A Marseille, des Tunisiens comme des marins perdus

Après Lampedusa et Nice, ils ont échoué à la Porte d'Aix. Rencontre

Sa mère lui avait dit" la France, c'est beau, il y aura quelque chose pour toi, une bonne vie". Et à 30 ans, Ahmed y croyait, aux lendemains qui chantent au "pays de Jeanne d'Arc et du Général DeGaulle". Mais ce matin, après une énième mauvaise nuit sous un pont du quartier Saint-Charles, à Marseille, il sent que "l'espoir s'en va". Là-bas, au pays, "jamais" Ahmed n'avait été contraint de dormir dehors, "comme un clochard".

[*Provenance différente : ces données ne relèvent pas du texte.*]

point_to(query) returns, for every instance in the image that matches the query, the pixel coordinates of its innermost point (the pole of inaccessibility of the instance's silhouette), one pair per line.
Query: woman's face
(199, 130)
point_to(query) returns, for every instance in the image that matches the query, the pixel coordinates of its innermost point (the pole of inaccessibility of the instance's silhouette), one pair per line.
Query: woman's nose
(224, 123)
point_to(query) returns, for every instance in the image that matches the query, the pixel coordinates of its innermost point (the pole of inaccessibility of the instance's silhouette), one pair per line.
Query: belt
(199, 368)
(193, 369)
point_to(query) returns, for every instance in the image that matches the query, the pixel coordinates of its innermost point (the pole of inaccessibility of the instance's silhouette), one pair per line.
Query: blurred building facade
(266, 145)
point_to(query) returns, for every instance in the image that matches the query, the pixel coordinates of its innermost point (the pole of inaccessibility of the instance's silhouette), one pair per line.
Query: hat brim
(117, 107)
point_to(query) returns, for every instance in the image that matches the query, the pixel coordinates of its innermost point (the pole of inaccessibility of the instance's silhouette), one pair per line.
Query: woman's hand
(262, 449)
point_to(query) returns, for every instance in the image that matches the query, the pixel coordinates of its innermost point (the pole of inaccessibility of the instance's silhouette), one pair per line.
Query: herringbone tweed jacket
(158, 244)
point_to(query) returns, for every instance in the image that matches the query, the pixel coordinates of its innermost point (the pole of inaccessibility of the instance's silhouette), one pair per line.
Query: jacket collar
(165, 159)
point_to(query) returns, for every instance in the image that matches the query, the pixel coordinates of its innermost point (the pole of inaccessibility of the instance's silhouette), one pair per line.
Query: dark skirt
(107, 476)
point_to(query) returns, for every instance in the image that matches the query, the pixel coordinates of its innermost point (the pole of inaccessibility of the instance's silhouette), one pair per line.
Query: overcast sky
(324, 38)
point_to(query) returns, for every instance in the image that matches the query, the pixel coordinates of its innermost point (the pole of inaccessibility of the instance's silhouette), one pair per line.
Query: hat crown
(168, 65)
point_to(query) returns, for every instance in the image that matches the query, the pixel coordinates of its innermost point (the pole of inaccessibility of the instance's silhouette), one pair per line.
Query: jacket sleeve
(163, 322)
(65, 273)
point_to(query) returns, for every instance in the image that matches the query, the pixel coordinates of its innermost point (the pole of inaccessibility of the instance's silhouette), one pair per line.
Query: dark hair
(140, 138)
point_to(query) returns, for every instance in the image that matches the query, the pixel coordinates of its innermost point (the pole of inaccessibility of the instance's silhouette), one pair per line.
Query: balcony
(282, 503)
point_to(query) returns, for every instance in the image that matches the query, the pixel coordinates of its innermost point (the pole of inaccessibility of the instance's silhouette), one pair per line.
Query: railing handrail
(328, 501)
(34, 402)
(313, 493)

Ils sont des dizaines -plus de 100, estiment les associations qui les soutiennent- à partager son infortune à la Porte d'Aix. Célibataires, jeunes, ces Tunisiens ont "tous participé aux événements", rapporte Houidi Monji, de l'association Dignité pour les Tunisiens, née à Marseille en pleine révolution. Ils fuient le chômage, un pays désorganisé. "Ils arrivent sans argent, sans adresse, totalement perdus. L'Europe est un mirage: ici aussi, il y a de la misère."

Solidarité du quartier

Livrés à eux-mêmes, les migrants n'ont été repérés par des associations comme la Ligue des Droits de l'Homme que ces derniers jours. "C'est une honte pour la France de ne pas accueillir ces gens dans la dignité", s'offusque Philippe Dieudonné. Une solidarité de voisinage s'est installée: un cafetier qui laisse utiliser ses toilettes, un hammam qui permet de se laver, un snack qui offre à manger… "Vive l'Algérie!" crient les Tunisiens pour remercier leurs bienfaiteurs. Une fois, William, un journaliste anglais, a offert à manger à tout le monde.